Behind his decision to organize the festival, he said, was a desire to “prove that documentary can be as popular and entertaining as dramatic cinema.” “Hollywood had its era,” he declared boldly. “This can’t go on for ever.”
Without question, the festival had presented an extraordinarily diverse and entertaining slate of films. But possibly due to the late scheduling of the festival, attendance had, by some accounts, fallen off last year’s turnout, though Eipides may even be ahead of the curve in his mission of drawing out younger audiences.
Although expertly organized, there was still room for improvement. While visiting filmmakers were given an opportunity to introduce films, the tight schedule left no room for post-screening Q&A, which is often one of the most enjoyable aspects of festival screenings. In addition, the Greek custom of leaving cell-phones on during screenings proved mildly distracting.

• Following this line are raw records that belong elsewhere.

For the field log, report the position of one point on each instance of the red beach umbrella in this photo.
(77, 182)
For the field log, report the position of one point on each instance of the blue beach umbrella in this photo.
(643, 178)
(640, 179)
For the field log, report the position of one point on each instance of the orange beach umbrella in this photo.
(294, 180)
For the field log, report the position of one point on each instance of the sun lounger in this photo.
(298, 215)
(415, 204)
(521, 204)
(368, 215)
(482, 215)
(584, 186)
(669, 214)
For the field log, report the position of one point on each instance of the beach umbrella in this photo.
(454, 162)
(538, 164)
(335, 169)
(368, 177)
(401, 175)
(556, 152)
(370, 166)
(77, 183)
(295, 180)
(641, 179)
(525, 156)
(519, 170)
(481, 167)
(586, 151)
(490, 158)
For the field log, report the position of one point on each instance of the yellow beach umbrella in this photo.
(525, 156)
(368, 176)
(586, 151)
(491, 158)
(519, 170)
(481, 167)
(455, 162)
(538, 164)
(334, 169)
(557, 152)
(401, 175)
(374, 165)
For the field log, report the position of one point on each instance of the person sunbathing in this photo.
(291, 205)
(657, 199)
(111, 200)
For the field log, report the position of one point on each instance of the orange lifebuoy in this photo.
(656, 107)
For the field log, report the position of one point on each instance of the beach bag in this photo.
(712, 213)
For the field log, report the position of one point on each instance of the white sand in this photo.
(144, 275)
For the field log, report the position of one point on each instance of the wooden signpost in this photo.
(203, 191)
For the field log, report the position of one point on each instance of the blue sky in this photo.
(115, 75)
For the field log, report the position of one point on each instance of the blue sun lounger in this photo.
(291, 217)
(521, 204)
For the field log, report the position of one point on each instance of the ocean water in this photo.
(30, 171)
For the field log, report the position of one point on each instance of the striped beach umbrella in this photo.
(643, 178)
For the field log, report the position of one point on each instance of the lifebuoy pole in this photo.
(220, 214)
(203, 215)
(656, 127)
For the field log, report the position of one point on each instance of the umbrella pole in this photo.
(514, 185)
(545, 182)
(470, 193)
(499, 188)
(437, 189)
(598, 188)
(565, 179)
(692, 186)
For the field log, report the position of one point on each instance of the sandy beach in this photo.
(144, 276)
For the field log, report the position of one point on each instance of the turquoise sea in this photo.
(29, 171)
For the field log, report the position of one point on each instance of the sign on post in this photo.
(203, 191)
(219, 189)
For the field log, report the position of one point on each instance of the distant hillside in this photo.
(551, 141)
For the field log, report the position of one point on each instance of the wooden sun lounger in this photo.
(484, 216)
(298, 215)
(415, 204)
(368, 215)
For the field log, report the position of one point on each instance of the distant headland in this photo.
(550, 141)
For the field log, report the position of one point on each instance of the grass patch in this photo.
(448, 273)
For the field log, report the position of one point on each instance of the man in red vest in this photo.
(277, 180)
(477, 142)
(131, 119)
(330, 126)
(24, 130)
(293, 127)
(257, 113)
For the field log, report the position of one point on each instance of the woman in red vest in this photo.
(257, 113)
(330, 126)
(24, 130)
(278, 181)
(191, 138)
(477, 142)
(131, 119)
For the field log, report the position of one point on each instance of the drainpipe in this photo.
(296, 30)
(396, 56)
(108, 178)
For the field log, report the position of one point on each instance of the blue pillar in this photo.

Although the festival bills itself as non-competitive and has no jury award, some prizes were handed out. A festival award was presented to Dutch photographer and noted documentarian Johan van der Keuken, whose new film, “The Long Holiday,” was warmly received. George Zervas‘ deserving “I Like Hearts Like Mine” (which was pitched at last year’s festival) received the Greek Press Award, Stelios Haralambopoulos‘ “Mediterranean Stories” took home the Audience Award, and Frank Cole‘s “Life Without Death” walked away with Foreign Press honors. Award winners were presented with the 1,000,000 drachma ($3,000) prize at the Festival’s closing night ceremony.
[Jesse Moss is currently directing a documentary for HBO about a notorious con artist.]